US Tariffs' Impact
The imposition of steep US tariffs has severely strained India's textile industry, particularly affecting exports to the United States, which is India's largest
single market. Actions by the US, including a 25% tariff and an additional 25% penalty on oil-related imports, are causing significant disruption, leading to order cancellations and job losses. The Apparel Export Promotion Council (AEPC) has warned that without an immediate resolution, the sector faces the risk of losing market share permanently. Data indicates that if these conditions continue, an estimated 30 lakh jobs are at immediate risk, with many MSME units facing closure. The impact is significant, with Tamil Nadu, accounting for 28% of India’s textile exports, being particularly affected.
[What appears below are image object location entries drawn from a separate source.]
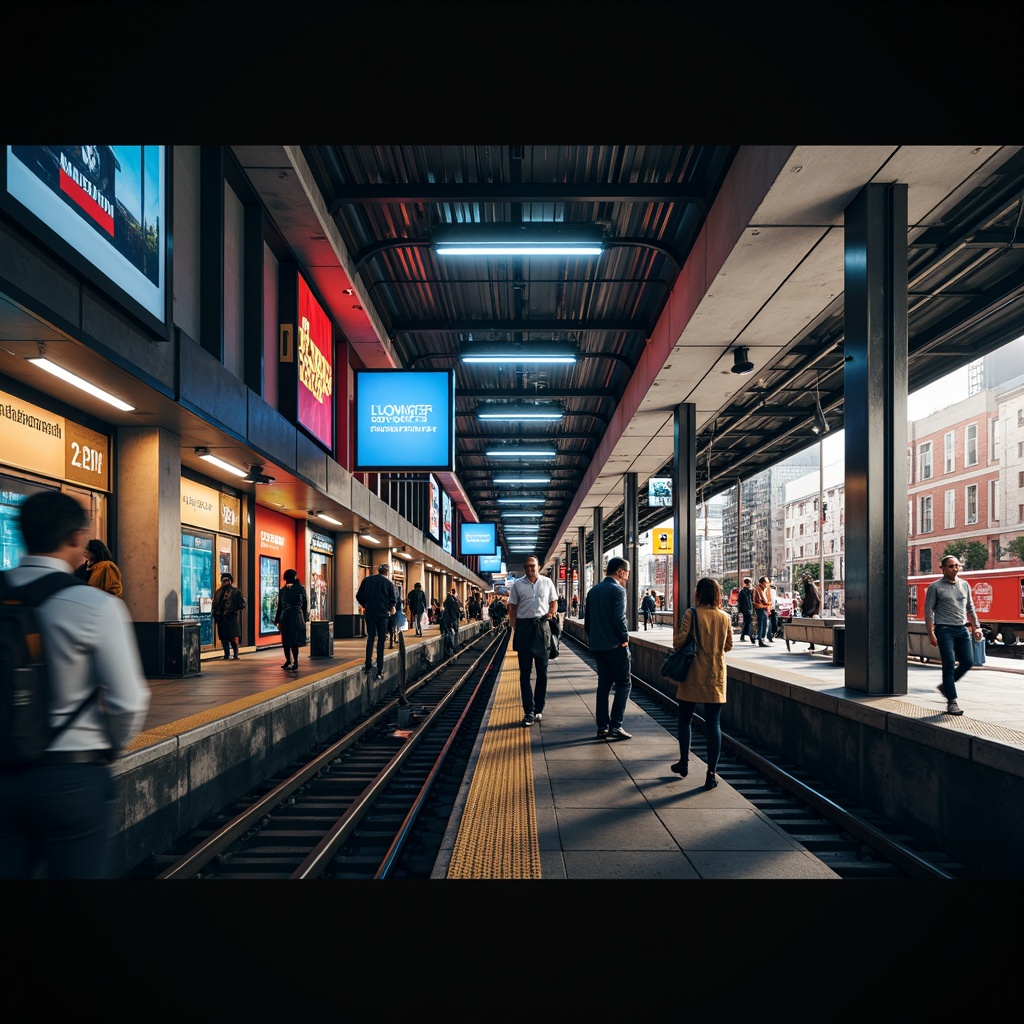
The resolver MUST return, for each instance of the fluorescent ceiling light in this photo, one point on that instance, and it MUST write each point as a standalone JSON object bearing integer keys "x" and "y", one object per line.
{"x": 214, "y": 461}
{"x": 543, "y": 413}
{"x": 521, "y": 454}
{"x": 518, "y": 353}
{"x": 67, "y": 375}
{"x": 518, "y": 240}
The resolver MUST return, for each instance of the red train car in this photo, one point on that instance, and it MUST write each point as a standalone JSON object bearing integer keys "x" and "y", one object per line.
{"x": 997, "y": 595}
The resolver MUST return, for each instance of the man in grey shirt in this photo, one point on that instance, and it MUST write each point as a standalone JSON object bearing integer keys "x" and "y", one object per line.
{"x": 948, "y": 608}
{"x": 59, "y": 810}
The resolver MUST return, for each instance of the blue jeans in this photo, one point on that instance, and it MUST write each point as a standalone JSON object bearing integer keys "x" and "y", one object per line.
{"x": 612, "y": 671}
{"x": 954, "y": 645}
{"x": 713, "y": 726}
{"x": 762, "y": 624}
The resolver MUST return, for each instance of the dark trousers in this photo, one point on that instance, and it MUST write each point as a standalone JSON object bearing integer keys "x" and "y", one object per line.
{"x": 59, "y": 815}
{"x": 612, "y": 671}
{"x": 376, "y": 630}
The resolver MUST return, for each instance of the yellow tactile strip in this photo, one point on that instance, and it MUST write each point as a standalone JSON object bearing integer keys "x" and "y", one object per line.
{"x": 498, "y": 834}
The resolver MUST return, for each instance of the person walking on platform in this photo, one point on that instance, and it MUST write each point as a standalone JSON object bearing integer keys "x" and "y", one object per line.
{"x": 810, "y": 604}
{"x": 948, "y": 610}
{"x": 762, "y": 605}
{"x": 378, "y": 597}
{"x": 417, "y": 606}
{"x": 293, "y": 613}
{"x": 706, "y": 682}
{"x": 744, "y": 604}
{"x": 608, "y": 638}
{"x": 227, "y": 602}
{"x": 532, "y": 603}
{"x": 103, "y": 572}
{"x": 56, "y": 813}
{"x": 648, "y": 606}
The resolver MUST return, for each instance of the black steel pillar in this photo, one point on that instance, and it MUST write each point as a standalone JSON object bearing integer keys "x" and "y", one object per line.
{"x": 631, "y": 546}
{"x": 684, "y": 491}
{"x": 876, "y": 386}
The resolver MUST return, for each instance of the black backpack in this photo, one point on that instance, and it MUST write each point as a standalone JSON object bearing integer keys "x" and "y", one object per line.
{"x": 26, "y": 693}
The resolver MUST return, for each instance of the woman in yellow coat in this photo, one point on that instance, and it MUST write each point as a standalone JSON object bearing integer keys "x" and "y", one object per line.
{"x": 705, "y": 683}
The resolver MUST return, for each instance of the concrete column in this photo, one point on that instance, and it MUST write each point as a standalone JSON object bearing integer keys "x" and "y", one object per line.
{"x": 148, "y": 530}
{"x": 876, "y": 383}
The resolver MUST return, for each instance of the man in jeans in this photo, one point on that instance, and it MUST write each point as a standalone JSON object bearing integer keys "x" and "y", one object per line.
{"x": 948, "y": 609}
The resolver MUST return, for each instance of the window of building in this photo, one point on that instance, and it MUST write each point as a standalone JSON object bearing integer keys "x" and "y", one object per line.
{"x": 925, "y": 461}
{"x": 971, "y": 444}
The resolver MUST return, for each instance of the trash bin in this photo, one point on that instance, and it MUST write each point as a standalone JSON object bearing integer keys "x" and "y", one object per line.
{"x": 839, "y": 645}
{"x": 321, "y": 638}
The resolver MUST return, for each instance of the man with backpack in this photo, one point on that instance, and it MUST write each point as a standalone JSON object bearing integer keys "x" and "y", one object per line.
{"x": 56, "y": 802}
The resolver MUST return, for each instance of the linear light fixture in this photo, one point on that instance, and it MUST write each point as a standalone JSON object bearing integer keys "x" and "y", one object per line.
{"x": 518, "y": 240}
{"x": 505, "y": 352}
{"x": 204, "y": 454}
{"x": 81, "y": 383}
{"x": 517, "y": 453}
{"x": 545, "y": 413}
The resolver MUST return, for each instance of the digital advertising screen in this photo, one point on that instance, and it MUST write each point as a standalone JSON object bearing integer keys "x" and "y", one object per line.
{"x": 315, "y": 364}
{"x": 103, "y": 208}
{"x": 404, "y": 421}
{"x": 477, "y": 539}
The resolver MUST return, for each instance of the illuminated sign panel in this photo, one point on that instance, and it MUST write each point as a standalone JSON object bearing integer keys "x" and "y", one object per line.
{"x": 659, "y": 492}
{"x": 404, "y": 421}
{"x": 103, "y": 208}
{"x": 315, "y": 359}
{"x": 477, "y": 539}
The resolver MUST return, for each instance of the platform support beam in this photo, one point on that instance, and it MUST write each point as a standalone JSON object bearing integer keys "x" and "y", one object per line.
{"x": 876, "y": 386}
{"x": 684, "y": 491}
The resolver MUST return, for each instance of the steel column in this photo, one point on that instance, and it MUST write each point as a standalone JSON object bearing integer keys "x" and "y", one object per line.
{"x": 876, "y": 383}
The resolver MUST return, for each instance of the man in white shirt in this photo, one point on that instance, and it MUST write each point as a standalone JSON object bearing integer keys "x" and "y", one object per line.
{"x": 532, "y": 603}
{"x": 59, "y": 810}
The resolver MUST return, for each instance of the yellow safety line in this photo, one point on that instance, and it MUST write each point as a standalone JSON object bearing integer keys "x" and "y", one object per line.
{"x": 498, "y": 834}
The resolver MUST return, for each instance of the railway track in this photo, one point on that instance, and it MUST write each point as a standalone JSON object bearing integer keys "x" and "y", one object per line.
{"x": 853, "y": 841}
{"x": 351, "y": 810}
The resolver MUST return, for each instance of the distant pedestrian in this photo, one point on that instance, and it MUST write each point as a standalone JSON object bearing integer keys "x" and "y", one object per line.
{"x": 648, "y": 606}
{"x": 378, "y": 597}
{"x": 948, "y": 610}
{"x": 417, "y": 606}
{"x": 227, "y": 602}
{"x": 706, "y": 682}
{"x": 608, "y": 638}
{"x": 56, "y": 814}
{"x": 532, "y": 603}
{"x": 744, "y": 604}
{"x": 103, "y": 572}
{"x": 293, "y": 613}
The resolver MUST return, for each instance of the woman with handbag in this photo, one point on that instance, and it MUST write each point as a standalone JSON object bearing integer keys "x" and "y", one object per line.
{"x": 705, "y": 682}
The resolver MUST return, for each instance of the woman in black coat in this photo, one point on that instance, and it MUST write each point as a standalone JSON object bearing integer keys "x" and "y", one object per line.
{"x": 293, "y": 613}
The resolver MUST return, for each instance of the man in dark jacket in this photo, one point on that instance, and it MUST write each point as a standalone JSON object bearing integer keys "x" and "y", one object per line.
{"x": 744, "y": 603}
{"x": 378, "y": 597}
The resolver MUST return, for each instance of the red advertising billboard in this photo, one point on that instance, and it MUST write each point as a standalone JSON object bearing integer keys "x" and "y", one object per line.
{"x": 315, "y": 366}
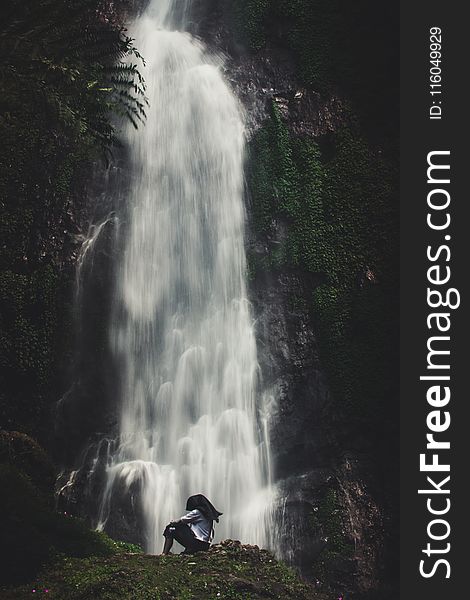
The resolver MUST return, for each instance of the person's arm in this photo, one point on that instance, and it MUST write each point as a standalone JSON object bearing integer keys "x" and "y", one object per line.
{"x": 190, "y": 517}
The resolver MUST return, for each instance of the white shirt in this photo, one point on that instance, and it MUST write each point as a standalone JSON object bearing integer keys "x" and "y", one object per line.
{"x": 201, "y": 527}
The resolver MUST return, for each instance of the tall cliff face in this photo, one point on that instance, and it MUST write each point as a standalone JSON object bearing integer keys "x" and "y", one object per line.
{"x": 321, "y": 247}
{"x": 322, "y": 197}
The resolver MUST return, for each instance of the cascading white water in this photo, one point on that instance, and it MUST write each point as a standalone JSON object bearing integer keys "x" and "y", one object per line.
{"x": 191, "y": 410}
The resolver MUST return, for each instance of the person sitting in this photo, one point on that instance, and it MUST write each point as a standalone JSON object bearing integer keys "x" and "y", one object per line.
{"x": 195, "y": 530}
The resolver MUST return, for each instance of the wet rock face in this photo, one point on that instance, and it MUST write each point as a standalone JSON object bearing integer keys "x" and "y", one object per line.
{"x": 332, "y": 524}
{"x": 319, "y": 483}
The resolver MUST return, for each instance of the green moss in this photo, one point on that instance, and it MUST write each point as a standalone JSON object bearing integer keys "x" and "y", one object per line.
{"x": 227, "y": 572}
{"x": 337, "y": 200}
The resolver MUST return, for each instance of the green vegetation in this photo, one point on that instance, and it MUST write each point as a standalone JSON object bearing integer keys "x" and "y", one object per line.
{"x": 329, "y": 519}
{"x": 33, "y": 533}
{"x": 229, "y": 571}
{"x": 336, "y": 197}
{"x": 66, "y": 72}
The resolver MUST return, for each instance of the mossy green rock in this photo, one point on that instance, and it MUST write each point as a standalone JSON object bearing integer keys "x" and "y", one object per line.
{"x": 228, "y": 571}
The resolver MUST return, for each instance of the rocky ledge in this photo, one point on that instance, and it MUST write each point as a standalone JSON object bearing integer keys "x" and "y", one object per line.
{"x": 228, "y": 571}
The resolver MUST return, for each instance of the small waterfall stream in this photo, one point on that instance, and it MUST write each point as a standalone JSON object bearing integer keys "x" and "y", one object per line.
{"x": 192, "y": 413}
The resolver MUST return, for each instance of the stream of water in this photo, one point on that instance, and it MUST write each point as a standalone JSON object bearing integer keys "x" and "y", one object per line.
{"x": 192, "y": 414}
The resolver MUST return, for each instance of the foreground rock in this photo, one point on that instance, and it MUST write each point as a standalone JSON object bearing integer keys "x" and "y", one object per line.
{"x": 228, "y": 571}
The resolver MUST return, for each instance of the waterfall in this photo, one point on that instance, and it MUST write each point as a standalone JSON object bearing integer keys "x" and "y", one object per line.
{"x": 192, "y": 413}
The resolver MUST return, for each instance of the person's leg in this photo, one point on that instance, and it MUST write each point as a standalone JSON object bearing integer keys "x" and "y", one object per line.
{"x": 184, "y": 536}
{"x": 168, "y": 544}
{"x": 168, "y": 535}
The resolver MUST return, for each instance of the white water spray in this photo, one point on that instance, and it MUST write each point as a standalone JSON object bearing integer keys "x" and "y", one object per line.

A study indicates that sustained 50% tariffs could result in a 67.8% fall in US import demand for Indian textile and apparel, amounting to a $6.6 billion decrease.
Budget Initiatives Unveiled
In response to the challenges, the Union Budget presented by Finance Minister Nirmala Sitharaman includes an integrated program designed to modernize the labor-intensive textile sector. This plan comprises various sub-parts targeting different aspects of the supply chain. Specific schemes introduced include the establishment of mega textile parks under a “challenge mode,” focusing on value addition in technical textiles. A National Fibre Scheme for self-reliance in natural and man-made fibers is also proposed. Furthermore, the budget includes the Mahatma Gandhi Gram Swaraj initiative, designed to strengthen khadi, handloom, and handicrafts, focusing on global market linkage and branding, along with support for training, skilling, and production quality. Another important feature is the Tex-Eco Initiative, aimed at promoting globally competitive and sustainable textiles and apparels, alongside the Textile Expansion and Employment Scheme to modernize traditional clusters. Lastly, the Samarth 2.0 initiative will modernize and upgrade the textile skilling ecosystem.
Addressing the Crisis
Despite the budget announcements, some analysts and industry players express concerns that the measures may not be enough to mitigate the immediate challenges posed by US tariffs. Exporters are facing liquidity issues and have urged the government to share at least 25% of the tariff burden to maintain their presence in the US market. The loss of nearly $2 billion worth of textile orders, usually placed in December and January, underscores the urgency of the situation. Some competing economies, such as Bangladesh and Vietnam, which have lower US tariffs, are benefiting from orders that Indian exporters are missing. Furthermore, even if the additional 25% tariff on Russian oil is removed, a negative demand effect of about $2.1 billion is still expected, representing a 21.6% fall in imports across various product categories. The Finance Minister's initiatives signal an intent to address long-term issues but have been criticized for potentially overlooking immediate concerns of the sector.
Key Market Insights
The US is the single-largest market for India's textile and apparel exports, making it a critical focus area for the industry. In the financial year 2024-25, exports to the US were nearly $11 billion, accounting for close to 28% of India’s total exports of these products. Research highlights that the fall in import demand is highest for 'made-ups' ($921 million) and apparel ($788 million), which together account for an 81% decline in import demand. Industry players are calling for targeted intervention, including interest subventions, export incentives, and tax relief to support the sector. Given the high employment rates in the textile sector, these conditions have become a matter of national concern. Overall, the industry demands quick and effective action to sustain its foothold in the global textile market.